Nous saluons le fait que le PSC identifie clairement les locataires, surreprésentés parmi les ménages les moins aisés, comme un public particulièrement exposé au risque de précarité énergétique et nécessitant un soutien financier supplémentaire. En effet, ces derniers disposent généralement de peu de marge de manoeuvre pour réduire leur consommation d’énergies fossiles, dans la mesure où ils ne peuvent ni améliorer la performance énergétique de leur logement (isolation, modernisation du chauffage, etc.), ni toujours choisir librement de déménager sur un marché locatif sous forte tension.

Cela étant, il est d’autant plus regrettable que la mesure prévue — à savoir une « étude sur les enjeux locatifs de la transition énergétique » (mesure n° 13)7 — soit toujours en cours d’élaboration, alors qu’une réponse a été annoncée il y a déjà un an. L’absence de résultats à ce stade empêche le PSC de fixer un calendrier précis. Des mesures plus concrètes et immédiates s’imposent dès lors, notamment dans un contexte géopolitique actuel marqué par une forte aggravation du risque de précarité énergétique.

b. Généralisation du mécanisme de préfinancement (mesures N°4 et N°6)

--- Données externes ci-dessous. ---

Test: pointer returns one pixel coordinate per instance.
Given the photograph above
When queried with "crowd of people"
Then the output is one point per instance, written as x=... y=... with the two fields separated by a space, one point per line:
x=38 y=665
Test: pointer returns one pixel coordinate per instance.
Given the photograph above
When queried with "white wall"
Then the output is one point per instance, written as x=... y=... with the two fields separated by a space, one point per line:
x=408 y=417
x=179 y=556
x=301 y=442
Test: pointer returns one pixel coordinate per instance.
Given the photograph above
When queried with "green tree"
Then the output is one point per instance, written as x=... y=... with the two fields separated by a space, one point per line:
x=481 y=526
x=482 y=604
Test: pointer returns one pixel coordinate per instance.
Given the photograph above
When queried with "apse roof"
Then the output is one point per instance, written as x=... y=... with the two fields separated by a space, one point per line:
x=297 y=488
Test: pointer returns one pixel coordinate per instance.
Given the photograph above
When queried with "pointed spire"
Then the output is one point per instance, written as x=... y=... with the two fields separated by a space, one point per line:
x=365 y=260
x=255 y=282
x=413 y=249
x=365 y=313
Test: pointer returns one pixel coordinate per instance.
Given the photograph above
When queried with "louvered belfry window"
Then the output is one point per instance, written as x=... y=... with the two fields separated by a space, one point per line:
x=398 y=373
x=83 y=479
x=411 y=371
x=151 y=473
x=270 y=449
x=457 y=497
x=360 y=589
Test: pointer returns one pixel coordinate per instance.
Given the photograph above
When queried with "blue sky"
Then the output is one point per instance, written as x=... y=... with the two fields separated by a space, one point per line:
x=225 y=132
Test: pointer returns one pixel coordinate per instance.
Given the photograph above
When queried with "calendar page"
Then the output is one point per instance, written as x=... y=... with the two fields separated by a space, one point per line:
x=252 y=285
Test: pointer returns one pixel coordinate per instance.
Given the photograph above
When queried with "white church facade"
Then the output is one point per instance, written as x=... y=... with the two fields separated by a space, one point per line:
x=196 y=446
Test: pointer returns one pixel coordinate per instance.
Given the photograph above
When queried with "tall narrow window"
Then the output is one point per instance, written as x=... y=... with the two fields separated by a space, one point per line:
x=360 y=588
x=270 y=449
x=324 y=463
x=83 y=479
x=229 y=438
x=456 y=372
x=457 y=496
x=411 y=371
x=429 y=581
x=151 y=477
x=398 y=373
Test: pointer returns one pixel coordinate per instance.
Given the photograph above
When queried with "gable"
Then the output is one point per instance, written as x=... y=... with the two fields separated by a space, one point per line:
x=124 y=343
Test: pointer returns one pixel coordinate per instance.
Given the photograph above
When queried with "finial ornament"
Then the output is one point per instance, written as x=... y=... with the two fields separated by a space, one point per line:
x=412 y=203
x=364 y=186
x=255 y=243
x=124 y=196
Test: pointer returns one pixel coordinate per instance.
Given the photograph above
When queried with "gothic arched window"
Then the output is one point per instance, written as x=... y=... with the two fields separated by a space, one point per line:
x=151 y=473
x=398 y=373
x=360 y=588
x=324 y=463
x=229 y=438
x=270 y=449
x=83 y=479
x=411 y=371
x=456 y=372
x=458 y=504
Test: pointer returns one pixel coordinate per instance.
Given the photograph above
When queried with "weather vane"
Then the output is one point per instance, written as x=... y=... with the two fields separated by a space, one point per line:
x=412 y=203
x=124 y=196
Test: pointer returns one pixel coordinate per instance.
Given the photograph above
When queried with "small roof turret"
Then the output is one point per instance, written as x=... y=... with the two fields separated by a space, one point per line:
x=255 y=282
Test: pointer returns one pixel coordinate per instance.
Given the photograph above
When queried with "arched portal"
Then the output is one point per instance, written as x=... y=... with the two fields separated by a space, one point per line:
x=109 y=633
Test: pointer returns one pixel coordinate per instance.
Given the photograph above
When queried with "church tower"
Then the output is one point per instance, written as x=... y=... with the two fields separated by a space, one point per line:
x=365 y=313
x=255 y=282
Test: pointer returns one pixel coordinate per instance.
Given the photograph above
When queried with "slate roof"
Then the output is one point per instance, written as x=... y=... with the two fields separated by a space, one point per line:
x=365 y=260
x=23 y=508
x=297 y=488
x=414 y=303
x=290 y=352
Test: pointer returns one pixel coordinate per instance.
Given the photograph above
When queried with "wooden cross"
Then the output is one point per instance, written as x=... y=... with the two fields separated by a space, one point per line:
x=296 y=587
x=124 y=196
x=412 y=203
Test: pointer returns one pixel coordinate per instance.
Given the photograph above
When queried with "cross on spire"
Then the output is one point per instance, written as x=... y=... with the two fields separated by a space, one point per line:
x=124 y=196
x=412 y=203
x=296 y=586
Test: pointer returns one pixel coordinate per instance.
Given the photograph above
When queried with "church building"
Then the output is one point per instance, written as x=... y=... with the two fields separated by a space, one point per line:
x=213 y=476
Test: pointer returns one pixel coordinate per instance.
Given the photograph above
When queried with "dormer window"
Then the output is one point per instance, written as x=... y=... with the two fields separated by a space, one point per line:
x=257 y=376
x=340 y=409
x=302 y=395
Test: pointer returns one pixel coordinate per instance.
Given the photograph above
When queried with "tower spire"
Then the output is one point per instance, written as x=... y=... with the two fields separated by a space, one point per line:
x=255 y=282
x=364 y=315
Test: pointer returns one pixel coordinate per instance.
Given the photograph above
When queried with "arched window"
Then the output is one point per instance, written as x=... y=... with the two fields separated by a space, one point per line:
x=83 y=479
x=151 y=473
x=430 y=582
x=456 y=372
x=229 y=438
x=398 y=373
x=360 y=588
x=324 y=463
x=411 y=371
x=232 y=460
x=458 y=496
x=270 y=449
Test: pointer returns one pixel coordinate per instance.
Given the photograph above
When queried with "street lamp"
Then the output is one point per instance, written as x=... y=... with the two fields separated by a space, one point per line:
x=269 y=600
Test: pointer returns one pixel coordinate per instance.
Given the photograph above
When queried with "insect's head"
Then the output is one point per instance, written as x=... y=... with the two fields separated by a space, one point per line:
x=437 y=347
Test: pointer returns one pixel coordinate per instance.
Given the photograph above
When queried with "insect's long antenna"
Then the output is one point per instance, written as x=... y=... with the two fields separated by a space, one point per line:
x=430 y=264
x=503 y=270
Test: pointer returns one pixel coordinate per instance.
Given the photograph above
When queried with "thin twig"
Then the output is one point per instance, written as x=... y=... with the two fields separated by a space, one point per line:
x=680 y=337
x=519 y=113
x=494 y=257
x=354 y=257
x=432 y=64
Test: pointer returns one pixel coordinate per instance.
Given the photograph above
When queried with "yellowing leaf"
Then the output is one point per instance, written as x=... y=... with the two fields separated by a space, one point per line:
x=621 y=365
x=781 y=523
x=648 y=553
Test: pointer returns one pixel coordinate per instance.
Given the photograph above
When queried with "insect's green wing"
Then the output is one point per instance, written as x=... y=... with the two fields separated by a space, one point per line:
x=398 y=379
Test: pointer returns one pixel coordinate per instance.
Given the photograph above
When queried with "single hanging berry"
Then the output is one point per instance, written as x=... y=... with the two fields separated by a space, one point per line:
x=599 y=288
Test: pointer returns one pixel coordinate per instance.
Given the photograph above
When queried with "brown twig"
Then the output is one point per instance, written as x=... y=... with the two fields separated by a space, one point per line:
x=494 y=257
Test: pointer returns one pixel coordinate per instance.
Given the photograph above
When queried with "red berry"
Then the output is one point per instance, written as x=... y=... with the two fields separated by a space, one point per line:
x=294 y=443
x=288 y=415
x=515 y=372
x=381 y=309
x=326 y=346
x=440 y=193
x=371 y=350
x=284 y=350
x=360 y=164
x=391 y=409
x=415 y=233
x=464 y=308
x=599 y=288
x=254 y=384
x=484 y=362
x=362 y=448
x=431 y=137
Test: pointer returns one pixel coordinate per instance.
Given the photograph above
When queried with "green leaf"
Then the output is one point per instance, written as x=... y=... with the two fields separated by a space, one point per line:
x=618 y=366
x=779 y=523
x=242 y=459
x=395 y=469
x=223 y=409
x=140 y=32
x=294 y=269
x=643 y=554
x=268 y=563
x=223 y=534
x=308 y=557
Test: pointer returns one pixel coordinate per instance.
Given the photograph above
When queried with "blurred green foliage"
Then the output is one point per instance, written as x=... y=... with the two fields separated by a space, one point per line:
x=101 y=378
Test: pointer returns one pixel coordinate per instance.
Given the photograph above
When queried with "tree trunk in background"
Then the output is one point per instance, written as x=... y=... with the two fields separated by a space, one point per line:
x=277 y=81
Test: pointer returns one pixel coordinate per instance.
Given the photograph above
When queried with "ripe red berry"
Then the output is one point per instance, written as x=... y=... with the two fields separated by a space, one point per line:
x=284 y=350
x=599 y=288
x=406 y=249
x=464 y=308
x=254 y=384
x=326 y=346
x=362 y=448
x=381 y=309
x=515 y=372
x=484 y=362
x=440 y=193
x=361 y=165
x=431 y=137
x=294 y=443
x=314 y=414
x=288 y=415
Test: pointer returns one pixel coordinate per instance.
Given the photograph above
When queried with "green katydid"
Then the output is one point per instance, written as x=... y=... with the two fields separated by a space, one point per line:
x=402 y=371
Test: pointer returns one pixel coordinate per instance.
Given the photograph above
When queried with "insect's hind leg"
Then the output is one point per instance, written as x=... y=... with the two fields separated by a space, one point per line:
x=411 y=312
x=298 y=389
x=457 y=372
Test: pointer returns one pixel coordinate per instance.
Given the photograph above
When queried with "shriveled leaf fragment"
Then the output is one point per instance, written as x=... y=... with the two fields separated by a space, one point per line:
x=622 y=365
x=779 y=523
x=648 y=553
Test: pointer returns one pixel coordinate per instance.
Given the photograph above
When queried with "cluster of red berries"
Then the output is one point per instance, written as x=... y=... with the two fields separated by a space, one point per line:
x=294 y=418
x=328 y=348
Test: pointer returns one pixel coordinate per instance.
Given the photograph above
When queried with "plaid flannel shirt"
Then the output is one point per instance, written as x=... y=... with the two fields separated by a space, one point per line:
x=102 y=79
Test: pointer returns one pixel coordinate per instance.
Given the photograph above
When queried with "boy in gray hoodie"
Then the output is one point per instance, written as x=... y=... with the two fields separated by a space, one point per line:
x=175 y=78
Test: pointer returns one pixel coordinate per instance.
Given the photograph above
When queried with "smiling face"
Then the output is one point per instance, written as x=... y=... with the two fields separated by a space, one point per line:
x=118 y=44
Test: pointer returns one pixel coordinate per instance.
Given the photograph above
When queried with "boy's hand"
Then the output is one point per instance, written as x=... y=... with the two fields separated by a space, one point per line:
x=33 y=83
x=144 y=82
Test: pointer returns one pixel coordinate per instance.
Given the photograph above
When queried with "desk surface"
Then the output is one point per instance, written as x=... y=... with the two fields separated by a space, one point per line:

Au vu du déficit structurel persistant en matière d’assainissement énergétique du parc résidentiel luxembourgeois, il convient de saluer le fait que le PSC retienne plusieurs mesures visant à soutenir davantage les ménages les moins aisés dans le financement de la rénovation, souvent coûteuse, de leur logement.

Si le PSC réaffirme l’engagement du gouvernement à introduire un mécanisme de préfinancement des aides étatiques dites « Klimabonus Wunnen » et à l’étendre au « top-up social », il y a lieu de souligner que la mise en place de ce dispositif se fait attendre depuis plusieurs années et devrait intervenir dans les meilleurs délais.

c. Refonte du prêt climatique (mesure N°8)

Il est également positif que le PSC prévoit une réforme du régime des « prêts climatiques », une mesure de soutien qui a été par le passé fortement affaiblie dans sa dimension sociale, notamment à la suite de la suppression regrettable du prêt climatique à taux zéro.

Conclusions :

Le PSC constitue un ensemble de mesures globalement positif et il est appréciable que les acteurs aient pu formuler leurs remarques tout au long du processus.

Force est cependant de constater que les remarques essentielles formulées par la CSL, l’OGBL, le LCGB et le Mouvement écologique n’ont pas été reprises, notamment en ce qui concerne la définition précise du public cible, la mise à disposition d’une enveloppe budgétaire concrète ainsi que la priorisation des mesures assortie d’un calendrier précis de mise en oeuvre.

Or, ces éléments sont indispensables pour que le PSC puisse constituer un instrument performant et efficace. En l’état, ces lacunes majeures et structurelles font craindre que le PSC ne reste qu’un plan parmi d’autres, susceptible, dans la pratique, de rester largement lettre morte.